Merck accused of stonewalling in mumps vaccine antitrust lawsuit
Attorneys at Constantine Cannon, who represent the scientists, asked U.S. Magistrate Judge Lynne Sitarski of the Eastern District of Pennsylvania to compel Merck to respond to their discovery request, which asks the company to give the efficacy of the vaccine as a percentage.
Instead of answering the question, the letter said, Merck has been consistently evasive, using "cut-and-paste" answers saying it cannot run a new clinical trial to determine the current efficacy, and providing only data from 50 years ago.
"Merck should not be permitted to raise as one of its principal defenses that its vaccine has a high efficacy, which is accurately represented on the product's label, but then refuse to answer what it claims that efficacy actually is," the letter said.
A representative of Merck could not immediately be reached for comment.
The two scientists, Stephen Krahling and Joan Wlochowski, filed their whistleblower lawsuit in 2010 claiming Merck, the only company licensed by the Food and Drug Administration to sell a mumps vaccine in the United States, skewed tests of the vaccine by adding animal antibodies to blood samples.

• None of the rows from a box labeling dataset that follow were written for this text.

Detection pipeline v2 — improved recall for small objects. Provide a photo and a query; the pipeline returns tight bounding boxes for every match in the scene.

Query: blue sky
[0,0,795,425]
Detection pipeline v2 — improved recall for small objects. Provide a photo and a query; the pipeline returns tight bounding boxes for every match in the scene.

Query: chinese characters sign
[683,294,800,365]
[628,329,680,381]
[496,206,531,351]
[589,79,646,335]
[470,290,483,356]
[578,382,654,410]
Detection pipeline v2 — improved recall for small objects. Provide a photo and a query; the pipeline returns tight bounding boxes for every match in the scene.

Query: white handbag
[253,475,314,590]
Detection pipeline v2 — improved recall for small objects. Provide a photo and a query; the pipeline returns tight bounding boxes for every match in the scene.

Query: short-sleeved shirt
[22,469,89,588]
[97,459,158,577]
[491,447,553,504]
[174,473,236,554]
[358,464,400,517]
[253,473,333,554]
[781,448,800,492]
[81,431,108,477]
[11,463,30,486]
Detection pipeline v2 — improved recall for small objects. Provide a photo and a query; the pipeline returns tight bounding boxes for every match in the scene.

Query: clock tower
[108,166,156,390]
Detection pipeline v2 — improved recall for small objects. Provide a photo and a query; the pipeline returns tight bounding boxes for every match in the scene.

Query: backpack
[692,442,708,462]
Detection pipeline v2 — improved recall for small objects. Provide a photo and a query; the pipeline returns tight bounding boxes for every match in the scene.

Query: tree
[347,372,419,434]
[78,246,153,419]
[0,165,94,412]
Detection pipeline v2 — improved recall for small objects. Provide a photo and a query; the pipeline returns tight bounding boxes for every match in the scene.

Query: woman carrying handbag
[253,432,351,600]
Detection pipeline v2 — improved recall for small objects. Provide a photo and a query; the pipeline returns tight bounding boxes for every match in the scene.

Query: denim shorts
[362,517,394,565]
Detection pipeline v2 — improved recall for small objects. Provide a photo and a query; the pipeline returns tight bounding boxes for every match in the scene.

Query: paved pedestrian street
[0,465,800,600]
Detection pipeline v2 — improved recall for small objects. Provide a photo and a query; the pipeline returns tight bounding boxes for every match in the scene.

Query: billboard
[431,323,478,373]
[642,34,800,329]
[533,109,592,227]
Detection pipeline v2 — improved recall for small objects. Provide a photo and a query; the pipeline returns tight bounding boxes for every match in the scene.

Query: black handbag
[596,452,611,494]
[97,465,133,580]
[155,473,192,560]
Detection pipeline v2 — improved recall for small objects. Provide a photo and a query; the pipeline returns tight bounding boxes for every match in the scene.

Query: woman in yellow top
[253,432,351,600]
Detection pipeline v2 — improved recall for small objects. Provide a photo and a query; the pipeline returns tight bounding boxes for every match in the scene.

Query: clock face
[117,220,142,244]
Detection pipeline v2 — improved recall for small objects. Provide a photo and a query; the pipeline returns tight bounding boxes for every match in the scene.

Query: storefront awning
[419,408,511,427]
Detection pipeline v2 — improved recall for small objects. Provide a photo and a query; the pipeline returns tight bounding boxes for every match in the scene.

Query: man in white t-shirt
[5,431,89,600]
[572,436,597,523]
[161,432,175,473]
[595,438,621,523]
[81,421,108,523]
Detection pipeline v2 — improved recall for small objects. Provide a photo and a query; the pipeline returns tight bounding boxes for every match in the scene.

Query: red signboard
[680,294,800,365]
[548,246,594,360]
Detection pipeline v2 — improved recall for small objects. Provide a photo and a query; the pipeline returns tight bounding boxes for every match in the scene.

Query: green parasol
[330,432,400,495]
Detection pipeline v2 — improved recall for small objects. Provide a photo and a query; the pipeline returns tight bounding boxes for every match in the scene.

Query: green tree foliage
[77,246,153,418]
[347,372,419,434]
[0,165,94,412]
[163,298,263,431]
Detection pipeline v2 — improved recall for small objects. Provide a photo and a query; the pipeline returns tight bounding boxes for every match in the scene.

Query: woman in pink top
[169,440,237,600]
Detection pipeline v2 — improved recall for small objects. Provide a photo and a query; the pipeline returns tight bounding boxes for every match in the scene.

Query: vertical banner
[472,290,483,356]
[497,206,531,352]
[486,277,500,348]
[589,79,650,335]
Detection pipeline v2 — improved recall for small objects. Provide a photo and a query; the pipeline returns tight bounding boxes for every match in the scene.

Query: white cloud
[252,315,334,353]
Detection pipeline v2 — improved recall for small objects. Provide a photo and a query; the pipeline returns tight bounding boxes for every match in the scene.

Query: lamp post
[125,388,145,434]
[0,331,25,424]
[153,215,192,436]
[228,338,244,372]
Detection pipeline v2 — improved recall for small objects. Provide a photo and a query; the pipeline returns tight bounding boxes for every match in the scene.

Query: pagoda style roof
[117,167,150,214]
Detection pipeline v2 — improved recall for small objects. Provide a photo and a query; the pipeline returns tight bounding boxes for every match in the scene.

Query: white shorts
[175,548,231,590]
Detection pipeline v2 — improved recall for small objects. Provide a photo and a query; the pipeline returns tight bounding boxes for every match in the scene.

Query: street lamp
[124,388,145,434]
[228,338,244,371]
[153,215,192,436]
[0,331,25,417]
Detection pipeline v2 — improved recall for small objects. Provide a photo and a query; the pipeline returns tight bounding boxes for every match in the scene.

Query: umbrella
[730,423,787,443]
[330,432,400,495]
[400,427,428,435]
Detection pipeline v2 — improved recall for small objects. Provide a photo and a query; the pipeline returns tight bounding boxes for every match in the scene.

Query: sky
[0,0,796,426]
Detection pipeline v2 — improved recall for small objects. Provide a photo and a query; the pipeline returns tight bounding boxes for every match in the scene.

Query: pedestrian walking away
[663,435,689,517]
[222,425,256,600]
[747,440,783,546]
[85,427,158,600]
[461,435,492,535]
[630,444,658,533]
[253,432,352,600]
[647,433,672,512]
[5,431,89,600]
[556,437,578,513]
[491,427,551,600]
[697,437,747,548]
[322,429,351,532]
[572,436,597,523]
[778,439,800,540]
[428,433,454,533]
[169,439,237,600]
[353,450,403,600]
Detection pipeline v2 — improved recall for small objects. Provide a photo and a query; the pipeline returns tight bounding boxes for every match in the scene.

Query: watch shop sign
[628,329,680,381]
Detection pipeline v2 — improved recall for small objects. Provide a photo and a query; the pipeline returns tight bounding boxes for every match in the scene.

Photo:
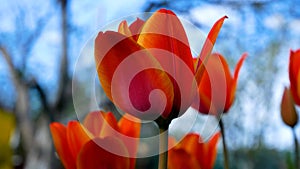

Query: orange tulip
[94,9,226,120]
[281,88,298,128]
[168,133,220,169]
[50,111,141,169]
[289,49,300,106]
[194,53,247,115]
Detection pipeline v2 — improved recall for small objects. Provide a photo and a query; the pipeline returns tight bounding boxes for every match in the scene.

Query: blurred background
[0,0,300,169]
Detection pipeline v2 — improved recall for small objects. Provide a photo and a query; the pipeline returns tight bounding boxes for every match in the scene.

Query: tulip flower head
[281,88,298,128]
[50,112,140,169]
[94,9,226,122]
[289,49,300,106]
[194,53,247,115]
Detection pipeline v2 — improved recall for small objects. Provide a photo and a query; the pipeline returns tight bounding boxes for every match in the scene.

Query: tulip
[289,49,300,106]
[94,9,227,124]
[196,53,247,115]
[168,133,220,169]
[281,88,298,128]
[193,53,247,169]
[50,111,140,169]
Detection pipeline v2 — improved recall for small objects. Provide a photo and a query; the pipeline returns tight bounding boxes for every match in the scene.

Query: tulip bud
[281,88,298,128]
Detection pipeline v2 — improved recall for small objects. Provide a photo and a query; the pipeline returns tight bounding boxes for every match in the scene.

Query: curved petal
[137,9,194,72]
[224,53,248,112]
[137,9,196,117]
[194,53,233,115]
[77,137,129,169]
[289,49,300,106]
[129,18,145,41]
[281,88,298,128]
[195,16,228,83]
[118,21,132,37]
[50,122,76,169]
[83,111,119,138]
[95,32,174,118]
[66,121,92,159]
[168,148,201,169]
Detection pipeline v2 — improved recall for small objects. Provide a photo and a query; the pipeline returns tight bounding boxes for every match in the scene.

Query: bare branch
[0,45,20,86]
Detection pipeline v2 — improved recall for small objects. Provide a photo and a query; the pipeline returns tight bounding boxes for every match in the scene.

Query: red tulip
[289,49,300,106]
[50,112,140,169]
[281,88,298,128]
[95,9,226,120]
[168,133,220,169]
[194,53,247,115]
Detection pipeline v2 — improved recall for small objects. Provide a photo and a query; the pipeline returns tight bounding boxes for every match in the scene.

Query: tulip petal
[281,88,298,128]
[77,137,129,169]
[229,53,248,112]
[193,53,233,115]
[95,31,173,118]
[83,111,103,137]
[118,114,141,169]
[204,132,221,168]
[129,18,145,41]
[118,21,132,37]
[50,122,76,169]
[138,9,194,72]
[137,9,196,118]
[195,16,228,83]
[67,121,92,159]
[168,148,201,169]
[83,111,119,138]
[289,49,300,106]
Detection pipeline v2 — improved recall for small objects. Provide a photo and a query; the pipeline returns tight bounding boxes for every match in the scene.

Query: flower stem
[158,128,168,169]
[292,127,299,169]
[219,118,229,169]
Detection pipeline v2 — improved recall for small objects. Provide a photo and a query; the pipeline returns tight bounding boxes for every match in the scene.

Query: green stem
[158,128,168,169]
[292,127,299,169]
[219,118,229,169]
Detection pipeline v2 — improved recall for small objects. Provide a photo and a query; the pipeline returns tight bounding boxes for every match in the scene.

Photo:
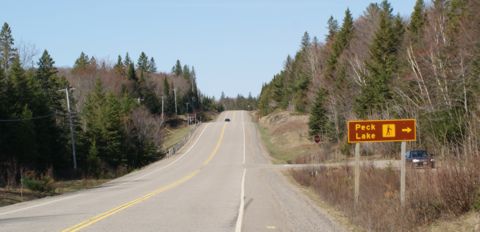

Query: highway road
[0,111,342,232]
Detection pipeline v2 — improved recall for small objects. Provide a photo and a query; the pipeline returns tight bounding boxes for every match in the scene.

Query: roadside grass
[0,179,110,207]
[256,113,319,164]
[53,179,110,194]
[163,126,191,149]
[257,112,480,232]
[291,160,480,231]
[257,124,292,164]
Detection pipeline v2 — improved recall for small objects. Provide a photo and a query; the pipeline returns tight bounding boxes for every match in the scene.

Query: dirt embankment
[259,111,335,163]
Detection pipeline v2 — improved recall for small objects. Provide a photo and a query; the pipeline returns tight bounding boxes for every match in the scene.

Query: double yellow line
[62,122,229,232]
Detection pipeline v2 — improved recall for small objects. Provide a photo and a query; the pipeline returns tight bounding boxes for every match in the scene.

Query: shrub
[22,176,55,193]
[291,157,480,231]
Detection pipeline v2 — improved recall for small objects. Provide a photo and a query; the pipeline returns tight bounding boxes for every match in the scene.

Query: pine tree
[127,62,138,81]
[182,65,190,80]
[73,52,90,72]
[123,52,133,68]
[325,9,354,79]
[308,88,332,137]
[137,52,148,72]
[301,31,311,51]
[0,23,17,74]
[148,57,157,73]
[173,60,183,76]
[35,50,67,111]
[327,16,338,43]
[408,0,426,43]
[113,55,125,76]
[355,1,403,117]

As a result, they said, Merck was able to produce test results showing that the vaccine was 95 percent effective, even though more accurate tests would have shown a lower success rate. The plaintiffs said these false results kept competitors from trying to produce their own mumps vaccines, since they were unable to match the effectiveness Merck claimed.
In 2012, Alabama-based Chatom Primary Care and two individual doctors, all purchasers of the vaccine, filed a proposed antitrust class action based on the allegations in the whistleblower suit. The two suits are now being coordinated before U.S. District Judge C. Darnell Jones and Magistrate Judge Sitarski.
The case is United States ex rel Krahling et al v. Merck & Co Inc, U.S. District Court, Eastern District of Pennsylvania, No. 10-4374.